Pelvic Inflammatory Disease Clinical Presentation
- Author: Suzanne Moore Shepherd, MD, MS, DTM&H, FACEP, FAAEM; Chief Editor: Michel E Rivlin, MD more...
History
The classic high-risk patient is a menstruating woman younger than 25 years who has multiple sex partners, does not use contraception, and lives in an area with a high prevalence of sexually transmitted infections (STIs).

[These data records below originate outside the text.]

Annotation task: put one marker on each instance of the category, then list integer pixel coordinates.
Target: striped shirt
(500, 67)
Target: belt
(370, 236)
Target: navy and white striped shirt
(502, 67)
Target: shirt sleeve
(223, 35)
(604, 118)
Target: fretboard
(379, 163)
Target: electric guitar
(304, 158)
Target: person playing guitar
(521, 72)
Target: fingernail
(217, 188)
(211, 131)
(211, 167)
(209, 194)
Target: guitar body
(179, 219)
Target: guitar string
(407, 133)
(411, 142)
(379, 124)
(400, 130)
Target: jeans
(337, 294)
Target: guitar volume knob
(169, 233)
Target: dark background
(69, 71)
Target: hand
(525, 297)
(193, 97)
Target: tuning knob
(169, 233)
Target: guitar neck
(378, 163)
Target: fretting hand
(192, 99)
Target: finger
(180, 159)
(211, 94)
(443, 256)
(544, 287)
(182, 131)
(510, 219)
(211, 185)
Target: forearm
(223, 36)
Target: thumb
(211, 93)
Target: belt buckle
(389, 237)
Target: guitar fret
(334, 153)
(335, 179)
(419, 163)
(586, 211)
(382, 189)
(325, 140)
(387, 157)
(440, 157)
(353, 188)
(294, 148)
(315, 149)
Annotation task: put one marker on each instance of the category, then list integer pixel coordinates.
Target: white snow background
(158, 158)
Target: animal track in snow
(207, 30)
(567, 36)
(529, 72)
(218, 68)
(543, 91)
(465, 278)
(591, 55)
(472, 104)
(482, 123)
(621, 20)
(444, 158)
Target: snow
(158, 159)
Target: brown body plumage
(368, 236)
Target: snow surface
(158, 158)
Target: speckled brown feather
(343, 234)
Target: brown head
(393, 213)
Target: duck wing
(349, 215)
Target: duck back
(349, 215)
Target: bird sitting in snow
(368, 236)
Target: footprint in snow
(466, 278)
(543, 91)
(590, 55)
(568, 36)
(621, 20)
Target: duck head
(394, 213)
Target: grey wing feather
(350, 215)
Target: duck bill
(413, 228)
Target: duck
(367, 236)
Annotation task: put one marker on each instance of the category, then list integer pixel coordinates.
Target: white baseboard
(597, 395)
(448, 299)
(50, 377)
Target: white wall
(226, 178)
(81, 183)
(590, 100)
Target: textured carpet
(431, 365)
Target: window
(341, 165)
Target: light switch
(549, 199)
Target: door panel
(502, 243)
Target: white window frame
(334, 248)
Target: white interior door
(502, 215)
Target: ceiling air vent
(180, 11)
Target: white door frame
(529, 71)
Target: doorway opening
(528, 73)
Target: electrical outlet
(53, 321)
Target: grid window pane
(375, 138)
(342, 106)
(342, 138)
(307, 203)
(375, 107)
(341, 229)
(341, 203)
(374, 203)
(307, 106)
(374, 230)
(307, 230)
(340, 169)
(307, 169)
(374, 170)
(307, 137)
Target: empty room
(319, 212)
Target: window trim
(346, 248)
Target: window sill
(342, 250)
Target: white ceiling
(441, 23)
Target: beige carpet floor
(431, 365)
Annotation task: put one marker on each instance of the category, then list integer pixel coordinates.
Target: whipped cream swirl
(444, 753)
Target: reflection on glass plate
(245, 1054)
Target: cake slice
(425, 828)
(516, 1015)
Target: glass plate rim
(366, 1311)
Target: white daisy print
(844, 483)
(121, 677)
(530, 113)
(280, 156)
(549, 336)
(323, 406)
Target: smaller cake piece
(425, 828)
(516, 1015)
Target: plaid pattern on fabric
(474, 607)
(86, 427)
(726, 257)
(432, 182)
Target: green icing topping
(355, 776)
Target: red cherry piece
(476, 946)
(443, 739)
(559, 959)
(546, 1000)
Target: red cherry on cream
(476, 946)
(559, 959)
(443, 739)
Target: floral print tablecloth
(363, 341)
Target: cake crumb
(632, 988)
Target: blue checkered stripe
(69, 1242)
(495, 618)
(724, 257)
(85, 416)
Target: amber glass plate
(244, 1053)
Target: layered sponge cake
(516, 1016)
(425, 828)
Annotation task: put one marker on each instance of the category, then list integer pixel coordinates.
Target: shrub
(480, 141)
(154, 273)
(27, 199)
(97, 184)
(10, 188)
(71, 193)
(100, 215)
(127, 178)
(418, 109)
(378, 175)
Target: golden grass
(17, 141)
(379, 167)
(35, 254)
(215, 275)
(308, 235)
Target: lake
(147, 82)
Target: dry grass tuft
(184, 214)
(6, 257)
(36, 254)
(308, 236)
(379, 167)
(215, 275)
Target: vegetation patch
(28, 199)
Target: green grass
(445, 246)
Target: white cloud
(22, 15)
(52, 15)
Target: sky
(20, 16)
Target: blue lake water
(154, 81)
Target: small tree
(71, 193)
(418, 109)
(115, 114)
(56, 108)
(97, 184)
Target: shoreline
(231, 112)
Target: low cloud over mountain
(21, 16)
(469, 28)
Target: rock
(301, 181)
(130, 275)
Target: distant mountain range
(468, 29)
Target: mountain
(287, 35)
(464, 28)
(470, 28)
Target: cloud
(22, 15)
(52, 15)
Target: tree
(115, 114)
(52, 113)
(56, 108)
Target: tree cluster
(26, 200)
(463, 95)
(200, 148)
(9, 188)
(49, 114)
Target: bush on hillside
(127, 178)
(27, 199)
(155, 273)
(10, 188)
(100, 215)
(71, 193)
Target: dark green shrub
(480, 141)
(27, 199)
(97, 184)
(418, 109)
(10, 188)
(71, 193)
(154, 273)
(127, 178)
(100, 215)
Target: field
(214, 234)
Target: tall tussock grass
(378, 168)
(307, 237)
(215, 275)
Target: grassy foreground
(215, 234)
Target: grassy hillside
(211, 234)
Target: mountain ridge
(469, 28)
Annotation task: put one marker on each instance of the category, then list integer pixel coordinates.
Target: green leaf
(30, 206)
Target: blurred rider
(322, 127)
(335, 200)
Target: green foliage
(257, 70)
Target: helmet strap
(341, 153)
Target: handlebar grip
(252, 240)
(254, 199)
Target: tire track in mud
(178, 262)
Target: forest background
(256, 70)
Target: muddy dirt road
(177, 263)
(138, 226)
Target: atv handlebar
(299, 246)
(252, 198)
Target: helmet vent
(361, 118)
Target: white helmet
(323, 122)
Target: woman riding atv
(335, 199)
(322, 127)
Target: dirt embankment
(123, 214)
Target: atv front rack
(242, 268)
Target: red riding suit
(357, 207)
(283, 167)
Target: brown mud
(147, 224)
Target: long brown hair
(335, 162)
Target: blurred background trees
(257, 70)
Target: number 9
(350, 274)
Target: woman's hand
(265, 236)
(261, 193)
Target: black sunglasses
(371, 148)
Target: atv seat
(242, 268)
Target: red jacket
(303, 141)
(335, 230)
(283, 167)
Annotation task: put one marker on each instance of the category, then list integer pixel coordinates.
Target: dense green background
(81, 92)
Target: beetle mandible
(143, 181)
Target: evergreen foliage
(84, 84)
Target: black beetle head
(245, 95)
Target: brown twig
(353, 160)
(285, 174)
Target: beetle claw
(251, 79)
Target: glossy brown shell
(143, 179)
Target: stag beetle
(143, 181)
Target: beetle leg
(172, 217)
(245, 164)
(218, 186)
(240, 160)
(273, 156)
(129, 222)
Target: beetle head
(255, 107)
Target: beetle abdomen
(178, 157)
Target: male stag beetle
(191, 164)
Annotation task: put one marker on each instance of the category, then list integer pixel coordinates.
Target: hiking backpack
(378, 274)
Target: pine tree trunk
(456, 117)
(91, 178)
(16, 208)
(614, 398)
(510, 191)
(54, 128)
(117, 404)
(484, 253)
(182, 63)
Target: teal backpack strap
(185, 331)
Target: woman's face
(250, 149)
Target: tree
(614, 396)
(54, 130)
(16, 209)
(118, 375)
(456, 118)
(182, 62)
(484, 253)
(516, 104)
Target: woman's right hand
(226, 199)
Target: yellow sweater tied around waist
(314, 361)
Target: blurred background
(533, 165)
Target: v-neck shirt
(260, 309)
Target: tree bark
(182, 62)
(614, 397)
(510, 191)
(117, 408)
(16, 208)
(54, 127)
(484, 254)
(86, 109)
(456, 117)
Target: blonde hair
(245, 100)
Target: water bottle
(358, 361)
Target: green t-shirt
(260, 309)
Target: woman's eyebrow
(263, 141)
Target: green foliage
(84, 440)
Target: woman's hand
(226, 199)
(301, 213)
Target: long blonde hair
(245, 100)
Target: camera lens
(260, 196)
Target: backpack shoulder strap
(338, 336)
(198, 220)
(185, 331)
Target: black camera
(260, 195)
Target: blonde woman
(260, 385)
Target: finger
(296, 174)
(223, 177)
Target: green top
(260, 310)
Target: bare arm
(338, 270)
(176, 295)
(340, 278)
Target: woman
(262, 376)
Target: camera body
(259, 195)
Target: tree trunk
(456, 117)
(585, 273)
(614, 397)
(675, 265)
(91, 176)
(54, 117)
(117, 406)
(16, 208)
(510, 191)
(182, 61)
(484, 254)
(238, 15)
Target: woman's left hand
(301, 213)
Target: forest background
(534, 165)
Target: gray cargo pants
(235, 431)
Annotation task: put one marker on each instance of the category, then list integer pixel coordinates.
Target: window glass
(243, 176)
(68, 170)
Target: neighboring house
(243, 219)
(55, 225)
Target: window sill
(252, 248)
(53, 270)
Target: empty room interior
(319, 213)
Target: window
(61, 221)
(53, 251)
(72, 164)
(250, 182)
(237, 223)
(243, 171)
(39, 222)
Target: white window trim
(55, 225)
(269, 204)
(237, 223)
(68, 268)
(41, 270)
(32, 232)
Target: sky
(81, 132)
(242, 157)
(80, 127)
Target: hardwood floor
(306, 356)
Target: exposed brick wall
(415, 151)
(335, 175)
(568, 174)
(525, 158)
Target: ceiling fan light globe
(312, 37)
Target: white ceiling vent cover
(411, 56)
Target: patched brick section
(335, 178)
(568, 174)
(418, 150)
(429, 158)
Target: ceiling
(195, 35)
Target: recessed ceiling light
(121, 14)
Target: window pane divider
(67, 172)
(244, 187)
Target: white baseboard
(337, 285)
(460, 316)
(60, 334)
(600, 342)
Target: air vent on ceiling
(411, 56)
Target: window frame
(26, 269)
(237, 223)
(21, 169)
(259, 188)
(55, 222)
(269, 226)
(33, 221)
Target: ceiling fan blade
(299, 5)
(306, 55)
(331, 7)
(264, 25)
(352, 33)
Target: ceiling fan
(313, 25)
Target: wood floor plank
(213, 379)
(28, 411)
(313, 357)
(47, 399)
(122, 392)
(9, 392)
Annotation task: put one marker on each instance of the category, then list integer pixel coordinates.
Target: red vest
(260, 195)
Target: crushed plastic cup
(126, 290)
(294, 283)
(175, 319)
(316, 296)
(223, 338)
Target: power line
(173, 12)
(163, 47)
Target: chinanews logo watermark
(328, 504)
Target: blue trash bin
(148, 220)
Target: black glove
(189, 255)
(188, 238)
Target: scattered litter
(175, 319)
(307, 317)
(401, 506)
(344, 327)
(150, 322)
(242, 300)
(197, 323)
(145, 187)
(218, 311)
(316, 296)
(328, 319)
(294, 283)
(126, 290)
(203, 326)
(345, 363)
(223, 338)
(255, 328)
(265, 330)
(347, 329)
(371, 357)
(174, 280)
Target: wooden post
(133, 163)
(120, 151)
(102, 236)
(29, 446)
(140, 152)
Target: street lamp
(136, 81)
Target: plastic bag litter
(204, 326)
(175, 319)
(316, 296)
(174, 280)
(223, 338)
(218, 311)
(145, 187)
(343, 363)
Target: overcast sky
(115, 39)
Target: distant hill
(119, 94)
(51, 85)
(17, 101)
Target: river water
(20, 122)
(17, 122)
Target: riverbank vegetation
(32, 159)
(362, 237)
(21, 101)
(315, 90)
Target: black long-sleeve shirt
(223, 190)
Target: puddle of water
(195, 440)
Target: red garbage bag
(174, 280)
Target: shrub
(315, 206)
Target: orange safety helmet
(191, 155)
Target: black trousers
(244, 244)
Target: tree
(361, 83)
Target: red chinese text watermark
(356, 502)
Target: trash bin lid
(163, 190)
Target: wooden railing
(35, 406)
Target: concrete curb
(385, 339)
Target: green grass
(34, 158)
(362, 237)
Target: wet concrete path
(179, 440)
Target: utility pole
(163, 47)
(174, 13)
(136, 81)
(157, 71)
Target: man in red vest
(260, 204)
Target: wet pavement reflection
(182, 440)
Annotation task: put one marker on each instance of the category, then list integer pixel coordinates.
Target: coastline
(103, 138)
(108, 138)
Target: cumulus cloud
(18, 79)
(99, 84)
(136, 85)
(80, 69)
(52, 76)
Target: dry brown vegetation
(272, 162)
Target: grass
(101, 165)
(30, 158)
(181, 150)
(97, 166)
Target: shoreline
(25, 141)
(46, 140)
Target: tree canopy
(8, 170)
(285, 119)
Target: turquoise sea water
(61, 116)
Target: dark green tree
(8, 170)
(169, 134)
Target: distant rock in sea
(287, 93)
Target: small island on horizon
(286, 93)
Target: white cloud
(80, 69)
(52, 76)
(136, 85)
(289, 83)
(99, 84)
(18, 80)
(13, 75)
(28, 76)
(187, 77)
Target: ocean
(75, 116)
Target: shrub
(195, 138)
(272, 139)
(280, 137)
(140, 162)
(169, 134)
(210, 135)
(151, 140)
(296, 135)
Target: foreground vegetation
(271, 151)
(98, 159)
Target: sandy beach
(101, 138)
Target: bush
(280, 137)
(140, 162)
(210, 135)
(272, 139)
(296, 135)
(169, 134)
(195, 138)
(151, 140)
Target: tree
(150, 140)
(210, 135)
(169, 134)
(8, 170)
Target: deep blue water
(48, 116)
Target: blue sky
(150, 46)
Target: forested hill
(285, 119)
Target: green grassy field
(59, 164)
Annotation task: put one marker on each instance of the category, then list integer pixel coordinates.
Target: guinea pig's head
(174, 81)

Pelvic inflammatory disease (PID) is more prevalent among individuals who are young at first intercourse. Additionally, the IUD confers a relative risk of 2.0-3.0 for the first 4 months following insertion, but then it decreases to baseline thereafter. Women who are not sexually active have a very low incidence of upper genital tract infection, as do women who have undergone total abdominal hysterectomy. Bilateral tubal ligation (BTL) does not provide protection against PID; however, patients post BTL may have delayed and milder forms of the disease.
Depending on the severity of the infection, patients with PID may be minimally symptomatic or may present with toxic symptoms of fever, nausea, vomiting, and severe pelvic and abdominal pain.
Gonococcal PID is thought to have an abrupt onset with more toxic symptoms than nongonococcal disease. Gonorrhea- and chlamydia-associated infections are more likely to cause symptoms toward the end of menses and in the first 10 days following menstruation.
Lower abdominal pain is present. Usually, pain is described as dull, aching or crampy, bilateral, and constant; it begins a few days after the onset of the last menstrual period and tends to be accentuated by motion, exercise, or coitus. Pain from PID usually lasts less than 7 days; if pain lasts longer than 3 weeks, the likelihood that PID is the correct diagnosis declines substantially.
Abnormal vaginal discharge is present in approximately 75% of cases, and unanticipated vaginal bleeding, often postcoital, coexists in about 40% of cases.[26]
Temperature higher than 38°C (30% of cases), nausea, and vomiting manifest late in the clinical course of the disease.
Physical Examination
Because of the serious potential complications of untreated PID and the endemic prevalence of the infection, the Centers for Disease Control and Prevention (CDC) has adopted an approach to maximize diagnosis by using minimal criteria and by urging providers to maintain a low threshold for diagnosis and empiric treatment. Institute empiric treatment of PID when a sexually active young woman who is at risk for STI has pelvic or lower abdominal pain, no identifiable cause for her illness other than PID, and, on pelvic examination, 1 or more of the following minimal criteria[27] :
- Cervical motion tenderness
- Uterine tenderness
- Adnexal tenderness
The presence of temperature higher than 38.3° C (101° F) and abnormal cervical or vaginal mucopurulent discharge enhance the specificity of the minimum criteria, as do selected laboratory tests.
Rebound lower abdominal tenderness and involuntary guarding may be noted and suggest associated peritonitis. The positive predictive value (PPV) of these findings will vary depending on the prevalence of PID in a given population.
One large, multicenter trial found adnexal tenderness to be the most sensitive physical examination finding (95% sensitive; P < .001).[28] Mucopurulent cervicitis is common, and if absent, it provides a significant negative predictive value (NPV). Adnexal fullness or disproportionate unilateral adnexal tenderness may indicate the development of a tubo-ovarian abscess.
Molander et al found the following 3 variables to be significant predictors of the diagnosis, correctly classifying 65% of patients with laparoscopically documented PID (95% confidence interval, 61-99%)[29] :
- Adnexal tenderness (P < .001)
- Fever (P < .001)
- Elevated sedimentation rate (ESR) (P < .001)
Right upper-quadrant tenderness, especially if associated with jaundice, may indicate associated Fitz-Hugh-Curtis syndrome. A prospective cohort study in 117 incarcerated adolescents documented a 4% incidence of Fitz-Hugh-Curtis syndrome in those with mild-to-moderate PID.[30]